This afternoon, I announced the beginning of the 2009 MLB Trade Value series. Today, we kick it off with the bottom five.
#50: Prince Fielder, 1B, Milwaukee: 3.7 WAR
The big man is having the best season of his career, as he’s upped his walk rate while hitting over .300, and the power is still there. He’s an offensive beast, and at just 25 years old, he’s headed for the prime of his career. Unfortunately, he’s a couple of years away from being a DH, and the lack of defensive value limits the amount of teams that would give up the farm to get him.
#49: Jered Weaver, RHP, Anaheim: 2.5 WAR
Despite the ERA fluctuations, Weaver has been remarkably consistent since arriving in the majors, posting a FIP between 3.80 and 4.06 each year. That’s a quality pitcher, to be sure, but he’s not the ace he looked like in ’06 or earlier this year. Toss in the health concerns and his 50% flyball rate, and while most teams would love to have him, he wouldn’t command a king’s ransom as he heads into his arbitration years.
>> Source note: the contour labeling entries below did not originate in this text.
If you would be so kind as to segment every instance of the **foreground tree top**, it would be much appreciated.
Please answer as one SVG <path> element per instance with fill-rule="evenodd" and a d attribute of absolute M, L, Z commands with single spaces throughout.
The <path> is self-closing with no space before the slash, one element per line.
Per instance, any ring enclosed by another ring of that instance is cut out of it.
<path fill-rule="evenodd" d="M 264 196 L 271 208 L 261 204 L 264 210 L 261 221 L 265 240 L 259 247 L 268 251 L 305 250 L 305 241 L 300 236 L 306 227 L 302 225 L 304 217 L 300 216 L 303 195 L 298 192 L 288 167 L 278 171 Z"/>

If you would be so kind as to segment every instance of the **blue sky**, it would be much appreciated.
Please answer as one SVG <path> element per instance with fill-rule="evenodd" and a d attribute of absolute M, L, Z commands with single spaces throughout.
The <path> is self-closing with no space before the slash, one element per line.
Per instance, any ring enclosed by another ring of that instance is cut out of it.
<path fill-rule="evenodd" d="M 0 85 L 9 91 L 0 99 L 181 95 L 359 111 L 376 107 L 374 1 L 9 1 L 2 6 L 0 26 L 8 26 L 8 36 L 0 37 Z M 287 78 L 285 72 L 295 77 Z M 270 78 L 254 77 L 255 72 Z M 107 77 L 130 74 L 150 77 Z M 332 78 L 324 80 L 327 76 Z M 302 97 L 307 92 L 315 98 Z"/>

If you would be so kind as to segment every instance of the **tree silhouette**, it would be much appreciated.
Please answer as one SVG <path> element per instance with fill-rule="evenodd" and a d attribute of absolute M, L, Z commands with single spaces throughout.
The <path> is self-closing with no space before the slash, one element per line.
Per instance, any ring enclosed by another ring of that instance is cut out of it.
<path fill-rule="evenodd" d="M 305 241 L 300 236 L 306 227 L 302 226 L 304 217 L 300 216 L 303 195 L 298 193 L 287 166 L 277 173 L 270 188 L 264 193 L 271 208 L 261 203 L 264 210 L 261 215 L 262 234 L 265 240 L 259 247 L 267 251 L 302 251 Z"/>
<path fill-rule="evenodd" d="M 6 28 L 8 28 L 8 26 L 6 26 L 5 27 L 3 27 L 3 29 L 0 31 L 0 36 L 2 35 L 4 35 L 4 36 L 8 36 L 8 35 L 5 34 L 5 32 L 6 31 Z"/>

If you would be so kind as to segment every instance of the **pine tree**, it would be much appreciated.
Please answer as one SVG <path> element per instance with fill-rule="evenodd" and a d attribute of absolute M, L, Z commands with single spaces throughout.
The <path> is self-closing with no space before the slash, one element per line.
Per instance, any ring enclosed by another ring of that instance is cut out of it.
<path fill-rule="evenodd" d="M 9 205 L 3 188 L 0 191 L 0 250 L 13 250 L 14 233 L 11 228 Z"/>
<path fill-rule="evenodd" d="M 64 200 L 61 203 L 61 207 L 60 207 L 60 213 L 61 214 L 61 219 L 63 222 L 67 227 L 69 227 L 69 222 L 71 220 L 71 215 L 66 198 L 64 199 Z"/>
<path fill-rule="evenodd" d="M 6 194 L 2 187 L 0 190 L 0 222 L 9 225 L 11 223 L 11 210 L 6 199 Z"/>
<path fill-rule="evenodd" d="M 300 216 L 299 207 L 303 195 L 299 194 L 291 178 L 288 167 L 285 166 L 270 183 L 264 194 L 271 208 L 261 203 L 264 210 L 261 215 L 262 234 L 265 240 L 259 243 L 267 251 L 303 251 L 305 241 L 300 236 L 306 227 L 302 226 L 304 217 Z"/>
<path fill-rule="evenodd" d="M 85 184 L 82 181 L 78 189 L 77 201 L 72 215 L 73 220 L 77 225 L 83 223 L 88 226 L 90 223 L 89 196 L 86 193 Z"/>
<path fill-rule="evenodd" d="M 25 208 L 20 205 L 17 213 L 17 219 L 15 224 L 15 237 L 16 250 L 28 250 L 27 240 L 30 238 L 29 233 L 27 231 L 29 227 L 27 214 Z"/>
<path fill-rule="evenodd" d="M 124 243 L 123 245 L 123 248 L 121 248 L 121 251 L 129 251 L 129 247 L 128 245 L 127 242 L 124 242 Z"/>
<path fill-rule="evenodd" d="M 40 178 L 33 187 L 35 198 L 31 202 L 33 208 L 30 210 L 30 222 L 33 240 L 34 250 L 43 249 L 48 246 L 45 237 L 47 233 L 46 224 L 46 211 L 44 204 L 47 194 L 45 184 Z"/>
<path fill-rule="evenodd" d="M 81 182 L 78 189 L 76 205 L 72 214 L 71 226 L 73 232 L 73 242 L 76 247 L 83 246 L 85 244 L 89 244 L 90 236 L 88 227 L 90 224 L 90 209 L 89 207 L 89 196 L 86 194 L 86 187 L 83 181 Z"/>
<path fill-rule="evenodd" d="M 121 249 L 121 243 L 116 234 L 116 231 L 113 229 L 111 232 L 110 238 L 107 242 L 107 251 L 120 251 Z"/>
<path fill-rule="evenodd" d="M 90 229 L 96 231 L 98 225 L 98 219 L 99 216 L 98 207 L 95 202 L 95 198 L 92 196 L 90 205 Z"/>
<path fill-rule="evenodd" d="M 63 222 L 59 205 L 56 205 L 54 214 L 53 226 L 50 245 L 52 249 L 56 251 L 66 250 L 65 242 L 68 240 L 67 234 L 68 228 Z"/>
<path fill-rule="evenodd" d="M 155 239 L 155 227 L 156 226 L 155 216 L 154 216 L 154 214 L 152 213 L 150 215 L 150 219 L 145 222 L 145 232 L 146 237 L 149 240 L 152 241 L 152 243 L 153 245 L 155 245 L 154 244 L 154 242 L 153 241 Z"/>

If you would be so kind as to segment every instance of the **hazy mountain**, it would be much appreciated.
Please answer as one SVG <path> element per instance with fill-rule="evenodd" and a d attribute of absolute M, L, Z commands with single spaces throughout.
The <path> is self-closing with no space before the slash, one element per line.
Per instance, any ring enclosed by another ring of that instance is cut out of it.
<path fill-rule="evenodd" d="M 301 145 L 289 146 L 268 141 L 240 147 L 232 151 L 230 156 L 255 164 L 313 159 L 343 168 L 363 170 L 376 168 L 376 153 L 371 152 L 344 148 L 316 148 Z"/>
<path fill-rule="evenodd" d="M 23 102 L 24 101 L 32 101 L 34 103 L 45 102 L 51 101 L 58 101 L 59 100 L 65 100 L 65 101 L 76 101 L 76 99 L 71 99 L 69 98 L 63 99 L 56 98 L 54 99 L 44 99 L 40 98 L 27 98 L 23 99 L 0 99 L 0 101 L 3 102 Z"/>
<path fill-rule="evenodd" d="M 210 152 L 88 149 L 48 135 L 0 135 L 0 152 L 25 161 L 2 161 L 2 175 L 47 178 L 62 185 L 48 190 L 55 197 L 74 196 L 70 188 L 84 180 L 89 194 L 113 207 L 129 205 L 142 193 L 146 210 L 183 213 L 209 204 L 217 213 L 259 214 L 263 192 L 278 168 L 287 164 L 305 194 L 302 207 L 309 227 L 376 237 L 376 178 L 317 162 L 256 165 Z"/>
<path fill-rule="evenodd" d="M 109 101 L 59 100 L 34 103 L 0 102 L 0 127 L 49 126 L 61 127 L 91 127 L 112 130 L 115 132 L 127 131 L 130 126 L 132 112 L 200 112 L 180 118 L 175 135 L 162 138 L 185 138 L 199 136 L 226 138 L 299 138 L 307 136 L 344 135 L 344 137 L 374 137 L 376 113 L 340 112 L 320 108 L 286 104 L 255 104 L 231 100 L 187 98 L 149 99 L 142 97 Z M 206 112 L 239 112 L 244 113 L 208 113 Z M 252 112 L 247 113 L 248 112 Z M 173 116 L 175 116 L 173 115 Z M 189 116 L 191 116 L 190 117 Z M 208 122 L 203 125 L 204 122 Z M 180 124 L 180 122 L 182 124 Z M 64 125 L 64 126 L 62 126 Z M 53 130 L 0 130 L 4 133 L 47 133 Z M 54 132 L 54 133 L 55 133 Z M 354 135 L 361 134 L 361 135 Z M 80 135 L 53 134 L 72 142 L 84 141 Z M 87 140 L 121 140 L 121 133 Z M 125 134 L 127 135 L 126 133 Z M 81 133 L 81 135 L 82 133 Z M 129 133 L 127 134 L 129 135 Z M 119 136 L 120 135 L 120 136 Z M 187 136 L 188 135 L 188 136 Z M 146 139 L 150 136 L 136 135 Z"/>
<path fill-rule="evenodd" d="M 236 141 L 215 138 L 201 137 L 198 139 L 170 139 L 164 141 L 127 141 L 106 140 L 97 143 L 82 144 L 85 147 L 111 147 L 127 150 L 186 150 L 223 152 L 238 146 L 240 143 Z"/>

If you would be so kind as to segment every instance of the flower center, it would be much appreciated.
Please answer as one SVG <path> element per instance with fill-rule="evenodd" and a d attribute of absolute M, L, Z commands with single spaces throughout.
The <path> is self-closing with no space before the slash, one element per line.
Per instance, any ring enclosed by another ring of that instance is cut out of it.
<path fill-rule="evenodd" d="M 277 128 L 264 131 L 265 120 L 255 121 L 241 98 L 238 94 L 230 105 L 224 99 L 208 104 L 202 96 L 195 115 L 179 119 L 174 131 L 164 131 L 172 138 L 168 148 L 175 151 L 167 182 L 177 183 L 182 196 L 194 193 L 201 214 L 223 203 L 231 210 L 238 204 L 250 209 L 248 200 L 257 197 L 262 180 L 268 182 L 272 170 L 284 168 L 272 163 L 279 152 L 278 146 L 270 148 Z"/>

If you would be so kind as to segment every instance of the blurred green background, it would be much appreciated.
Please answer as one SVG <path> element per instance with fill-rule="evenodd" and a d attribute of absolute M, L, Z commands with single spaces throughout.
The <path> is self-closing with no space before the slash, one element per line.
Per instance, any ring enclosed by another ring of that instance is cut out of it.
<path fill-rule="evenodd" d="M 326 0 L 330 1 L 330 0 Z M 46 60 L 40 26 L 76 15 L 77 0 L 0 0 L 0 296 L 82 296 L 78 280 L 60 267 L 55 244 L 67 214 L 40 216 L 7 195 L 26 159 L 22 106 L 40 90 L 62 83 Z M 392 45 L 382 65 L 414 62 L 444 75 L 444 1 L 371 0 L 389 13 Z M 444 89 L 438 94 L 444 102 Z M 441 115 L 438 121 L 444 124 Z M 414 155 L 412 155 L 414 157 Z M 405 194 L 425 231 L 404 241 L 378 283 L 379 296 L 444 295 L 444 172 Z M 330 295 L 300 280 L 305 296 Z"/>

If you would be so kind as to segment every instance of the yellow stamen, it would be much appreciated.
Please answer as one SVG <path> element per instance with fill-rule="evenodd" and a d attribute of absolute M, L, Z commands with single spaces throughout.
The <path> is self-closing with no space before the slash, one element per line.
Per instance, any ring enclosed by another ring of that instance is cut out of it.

#48: Cole Hamels, LHP, Philadelphia: 1.7 WAR
After looking ace-like last October, he’s resumed being a good but not great starter this year, thanks to his home run problem. Health concerns will always be an issue with Hamels, and he’s no longer dirt cheap. He’s certainly a valuable arm with upside beyond what he is now, but the risks are fairly significant. He’s one of the guys who could easily be 30 spots higher, or nowhere near the list at all, at this time next year.
#47: Robinson Cano, 2B, New York: 2.2 WAR
Cano has rebounded from a lousy 2008 season, showing improved contact skills and finding his power stroke again, which make him one of the game’s better offensive middle infielders. He doesn’t walk and his defense isn’t great, but the rest of the package makes up for a few shortcomings. The contract extension he signed contains two team options that could keep him in pinstripes through 2013 at below market rates, as well, so he’s the rare Yankee other teams could actually afford to trade for.
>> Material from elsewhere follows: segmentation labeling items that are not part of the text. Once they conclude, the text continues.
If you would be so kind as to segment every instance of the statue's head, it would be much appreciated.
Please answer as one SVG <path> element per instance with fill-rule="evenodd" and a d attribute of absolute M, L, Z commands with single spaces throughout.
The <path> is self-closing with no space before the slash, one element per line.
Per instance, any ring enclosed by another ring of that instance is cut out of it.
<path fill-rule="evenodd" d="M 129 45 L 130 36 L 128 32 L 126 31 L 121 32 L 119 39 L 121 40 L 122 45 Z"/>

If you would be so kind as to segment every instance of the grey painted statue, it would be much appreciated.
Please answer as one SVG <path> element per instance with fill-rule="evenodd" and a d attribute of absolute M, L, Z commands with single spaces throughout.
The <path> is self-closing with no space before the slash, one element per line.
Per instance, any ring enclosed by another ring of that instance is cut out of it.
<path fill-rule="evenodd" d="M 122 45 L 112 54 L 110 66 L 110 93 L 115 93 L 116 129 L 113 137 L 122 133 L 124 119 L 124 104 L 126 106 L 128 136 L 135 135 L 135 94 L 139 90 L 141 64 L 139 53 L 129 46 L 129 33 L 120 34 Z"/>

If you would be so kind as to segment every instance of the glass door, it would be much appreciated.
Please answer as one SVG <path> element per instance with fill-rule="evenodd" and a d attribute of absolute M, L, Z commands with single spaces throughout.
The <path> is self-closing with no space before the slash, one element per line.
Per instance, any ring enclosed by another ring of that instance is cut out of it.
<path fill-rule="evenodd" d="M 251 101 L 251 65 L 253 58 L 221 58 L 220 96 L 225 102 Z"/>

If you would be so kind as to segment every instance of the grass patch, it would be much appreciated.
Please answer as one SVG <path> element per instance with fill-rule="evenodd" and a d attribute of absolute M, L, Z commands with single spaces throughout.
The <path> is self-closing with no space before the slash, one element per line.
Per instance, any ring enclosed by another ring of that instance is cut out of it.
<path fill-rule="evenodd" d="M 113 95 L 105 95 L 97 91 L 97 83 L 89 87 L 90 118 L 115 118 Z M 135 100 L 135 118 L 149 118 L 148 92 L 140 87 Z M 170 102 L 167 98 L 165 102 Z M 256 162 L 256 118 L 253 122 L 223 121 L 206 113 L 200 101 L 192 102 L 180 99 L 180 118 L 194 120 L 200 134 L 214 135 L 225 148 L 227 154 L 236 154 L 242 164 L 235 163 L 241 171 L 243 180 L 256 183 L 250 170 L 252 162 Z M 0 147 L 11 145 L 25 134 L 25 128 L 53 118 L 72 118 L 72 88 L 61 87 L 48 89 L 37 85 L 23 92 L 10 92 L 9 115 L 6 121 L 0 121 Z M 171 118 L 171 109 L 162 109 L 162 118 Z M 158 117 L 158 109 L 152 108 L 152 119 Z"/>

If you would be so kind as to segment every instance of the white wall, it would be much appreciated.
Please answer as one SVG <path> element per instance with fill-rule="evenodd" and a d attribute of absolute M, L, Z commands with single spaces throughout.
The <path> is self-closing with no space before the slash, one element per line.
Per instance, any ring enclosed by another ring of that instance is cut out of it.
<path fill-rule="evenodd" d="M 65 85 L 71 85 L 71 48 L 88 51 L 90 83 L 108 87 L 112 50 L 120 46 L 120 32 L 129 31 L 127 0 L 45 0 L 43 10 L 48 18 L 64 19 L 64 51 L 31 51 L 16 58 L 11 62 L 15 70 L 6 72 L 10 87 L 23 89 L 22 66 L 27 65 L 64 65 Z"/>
#46: Elvis Andrus, SS, Texas: 1.5 WAR
He’s 20 years old and already a league average major league shortstop, thanks in large part to his defensive abilities. He has a good approach at the plate, solid contact skills, and should develop some additional power as he grows. His upside is extremely high, and he’s already a quality major league player. His reduced present value, due to the lack of current power, is the only thing that drives him this far down the list.